AAlphaBot
← Blog

Kill-switch design: the one component that has to work

2026-05-15 · ~7 minute read

A trading bot is a closed-loop control system pointed at a financial account. When the loop misbehaves — bad market-data, an incorrect sign, a runaway re-quote — the account drains in minutes. The kill-switch is the component whose only job is to break the loop the moment the loss crosses a hard line. Of every part of a trading stack, this is the one that has to work.

Why it must be a separate process

A kill-switch embedded inside the trading process can be disabled by the very bug it is supposed to catch: a tight loop monopolising the event loop, an exception swallowing the check, a stale in-memory PnL value that never crossed the threshold because the position cache fell behind. The kill-switch should be a second OS process with its own connection to the exchange, its own copy of position state (pulled directly from the exchange REST API at fixed intervals), and its own “flatten everything” authority. If the trading process is wedged, the kill-switch still runs.

Failure modes a real kill-switch has to survive

  • Stale data: if the position feed has not ticked for N seconds, treat the system as “unknown state” and flatten.
  • Daily loss breach: a hard floor expressed in account currency, not bps — bps numbers drift when the equity moves.
  • Position-size breach: notional per instrument and aggregate notional, both capped.
  • Connectivity loss: if the trading process cannot heartbeat for N seconds, the kill-switch must assume the worst and pull every open order itself.
  • Order-rate explosion: if create/cancel rate exceeds the exchange limit, stop the bot before the exchange does.
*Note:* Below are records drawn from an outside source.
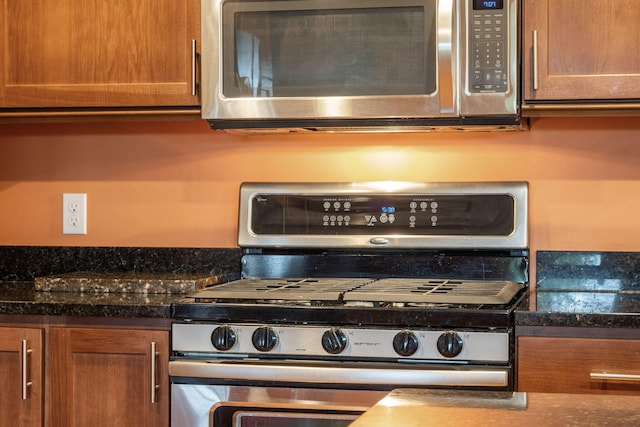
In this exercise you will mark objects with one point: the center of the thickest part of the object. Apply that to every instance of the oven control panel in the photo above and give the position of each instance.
(251, 340)
(414, 215)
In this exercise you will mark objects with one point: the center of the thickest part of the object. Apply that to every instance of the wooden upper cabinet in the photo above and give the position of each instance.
(21, 376)
(581, 50)
(98, 53)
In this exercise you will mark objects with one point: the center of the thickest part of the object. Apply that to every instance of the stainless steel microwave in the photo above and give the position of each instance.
(360, 65)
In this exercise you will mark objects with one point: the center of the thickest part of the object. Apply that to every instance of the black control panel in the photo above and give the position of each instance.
(455, 215)
(488, 47)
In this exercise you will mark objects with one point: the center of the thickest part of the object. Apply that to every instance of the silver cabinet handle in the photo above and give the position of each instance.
(194, 69)
(535, 59)
(154, 381)
(603, 376)
(26, 384)
(445, 54)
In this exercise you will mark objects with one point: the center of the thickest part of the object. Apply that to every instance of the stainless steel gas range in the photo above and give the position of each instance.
(349, 290)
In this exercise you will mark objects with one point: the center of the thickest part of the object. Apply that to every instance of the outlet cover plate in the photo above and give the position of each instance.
(74, 213)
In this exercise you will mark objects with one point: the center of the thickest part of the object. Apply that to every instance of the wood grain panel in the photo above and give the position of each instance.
(564, 365)
(94, 53)
(587, 49)
(102, 377)
(14, 410)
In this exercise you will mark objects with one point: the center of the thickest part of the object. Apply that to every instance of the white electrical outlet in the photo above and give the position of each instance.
(74, 213)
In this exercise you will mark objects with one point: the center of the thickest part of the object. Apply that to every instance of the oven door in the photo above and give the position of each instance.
(293, 393)
(202, 405)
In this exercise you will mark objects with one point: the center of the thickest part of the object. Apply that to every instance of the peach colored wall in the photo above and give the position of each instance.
(176, 184)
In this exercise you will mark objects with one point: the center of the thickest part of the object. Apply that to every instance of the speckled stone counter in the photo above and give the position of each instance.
(410, 407)
(21, 298)
(584, 289)
(19, 266)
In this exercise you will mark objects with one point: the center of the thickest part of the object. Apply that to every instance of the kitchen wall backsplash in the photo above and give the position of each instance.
(24, 263)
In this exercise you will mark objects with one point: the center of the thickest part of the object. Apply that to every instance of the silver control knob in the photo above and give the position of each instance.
(405, 343)
(223, 338)
(264, 339)
(334, 341)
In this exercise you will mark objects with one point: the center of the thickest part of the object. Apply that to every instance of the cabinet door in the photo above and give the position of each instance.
(586, 50)
(106, 377)
(578, 365)
(98, 53)
(21, 377)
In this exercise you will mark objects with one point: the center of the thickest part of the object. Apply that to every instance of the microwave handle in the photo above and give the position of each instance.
(445, 55)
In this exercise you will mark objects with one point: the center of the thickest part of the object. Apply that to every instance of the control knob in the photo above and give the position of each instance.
(264, 338)
(334, 341)
(405, 343)
(449, 344)
(223, 338)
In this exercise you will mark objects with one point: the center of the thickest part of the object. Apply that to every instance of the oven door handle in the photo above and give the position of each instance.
(248, 371)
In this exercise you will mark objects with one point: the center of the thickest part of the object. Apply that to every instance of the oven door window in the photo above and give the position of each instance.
(360, 48)
(289, 419)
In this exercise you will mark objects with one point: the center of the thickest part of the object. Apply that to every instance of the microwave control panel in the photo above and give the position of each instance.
(488, 42)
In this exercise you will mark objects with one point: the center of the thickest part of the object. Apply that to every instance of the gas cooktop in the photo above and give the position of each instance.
(364, 292)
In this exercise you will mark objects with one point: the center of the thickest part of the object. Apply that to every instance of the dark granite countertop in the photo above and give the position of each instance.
(584, 289)
(123, 282)
(411, 407)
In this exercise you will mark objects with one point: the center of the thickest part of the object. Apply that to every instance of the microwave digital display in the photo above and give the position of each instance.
(487, 4)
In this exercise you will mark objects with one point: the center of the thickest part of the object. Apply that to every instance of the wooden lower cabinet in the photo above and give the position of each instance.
(108, 377)
(578, 365)
(21, 377)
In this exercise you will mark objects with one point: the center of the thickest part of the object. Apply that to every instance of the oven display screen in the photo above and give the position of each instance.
(478, 215)
(487, 4)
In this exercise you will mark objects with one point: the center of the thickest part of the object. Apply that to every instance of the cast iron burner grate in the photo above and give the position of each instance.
(351, 291)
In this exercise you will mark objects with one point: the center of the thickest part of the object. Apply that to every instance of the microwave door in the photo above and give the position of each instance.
(255, 70)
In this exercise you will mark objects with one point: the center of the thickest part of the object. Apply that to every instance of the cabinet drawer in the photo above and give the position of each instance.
(578, 365)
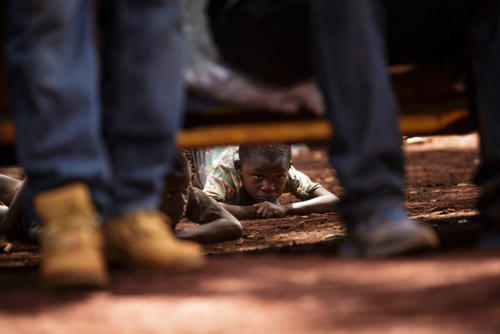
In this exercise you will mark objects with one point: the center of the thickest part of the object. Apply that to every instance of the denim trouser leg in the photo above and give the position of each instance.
(54, 87)
(143, 94)
(351, 62)
(486, 48)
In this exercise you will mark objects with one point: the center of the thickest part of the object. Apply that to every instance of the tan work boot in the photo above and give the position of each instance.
(71, 241)
(143, 239)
What “flatten” actually means

Flatten is not “send a market order for the inverse position.” In a fragile state, a market order can slip across an empty book and turn a small breach into a large one. The right primitive is:

  1. Cancel every open order on every venue.
  2. Verify the cancellation took effect — do not trust the ack, re-query open orders.
  3. Close positions with a passive-then-aggressive ladder, capped at a maximum slippage. If the cap is hit, alert a human and stop.
  4. Disable the trading process entrypoint.

Test it the way you test a fire alarm

A kill-switch you have never tripped in production is a kill-switch you do not own. We trip ours on a scheduled cadence against a sandboxed sub-account: lower the threshold below the current PnL, observe the trip, observe the flatten, observe the alert. If any link in the chain silently fails, the test fails, and the bot does not get promoted to live capital that week.

None of this is novel. It is, however, the difference between a system you can sleep next to and one that turns a Tuesday morning into an incident.